Mundial 2018. Waldemar Matysik: Dla niektórych bardziej liczą się miliony euro w klubie

Newspix / Michał Chwieduk / Na zdjęciu: Waldemar Matysik
Newspix / Michał Chwieduk / Na zdjęciu: Waldemar Matysik

W fatalnym stylu polscy piłkarze przegrali 0:3 z Kolumbią na MŚ i nie zagrają w fazie pucharowej. Waldemar Matysik stwierdził, że niektórzy piłkarze w Rosji niekoniecznie chcieli "umierać" na murawie.

- Niestety, ale dochodzę do wniosku, że niektórzy piłkarze – nazwisk nie chcę wymieniać - są już chyba nasyceni. Bardziej liczą się dla nich miliony euro w klubie i dobre kontrakty reklamowe, a nie gra z orzełkiem na piersi. Mówię to z wielkim bólem, ale obawiam się, że taka jest prawda - podkreślił były reprezentant Polski w rozmowie dla "Przeglądu Sportowego" z Antonim Bugajskim.

Po porażce na inaugurację z Senegalem (1:2), starcie z Kolumbią było dla Biało-Czerwonych spotkaniem "o wszystko". Musieli przynajmniej zremisować, by zachować szanse na awans do fazy pucharowej. Tak się jednak nie stało. Po niezłym początku Polaków, później inicjatywę przejęła drużyna z Ameryki Południowej, wygrywając ostatecznie 3:0.

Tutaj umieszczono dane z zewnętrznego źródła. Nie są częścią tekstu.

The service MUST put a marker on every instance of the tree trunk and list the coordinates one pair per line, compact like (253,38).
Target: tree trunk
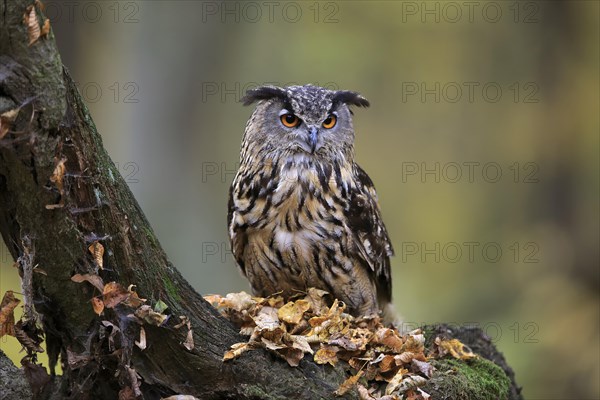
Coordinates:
(59,193)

- Kolumbijczycy byli lepsi pod każdym względem - taktycznym, technicznym, szybkościowym. Ale najbardziej zmartwiło mnie to, że górowali nad nami również agresją - zwrócił uwagę Waldemar Matysik.

ZOBACZ WIDEO Mundial 2018. Polska - Kolumbia. Gmoch wskazał element, który zawiódł u reprezentantów

Brązowy medalista piłkarskich mistrzostw świata z 1982 roku oglądał niedzielne starcie Biało-Czerwonych w Niemczech. Jak zatem za naszą zachodnią granicą komentowano występ podopiecznych Nawałki z Kolumbią?

- Niewiele dobrego usłyszałem o Polakach. "Nasi sąsiedzi wracają do domu" - to było podsumowanie - powiedział Matysik.

Na koniec fazy grupowej, w czwartek 28 czerwca, Polacy zmierzą się z Japonią. Bez względu na wynik tego spotkania, nasi reprezentanci po fazie grupowej mundialu wrócą do kraju.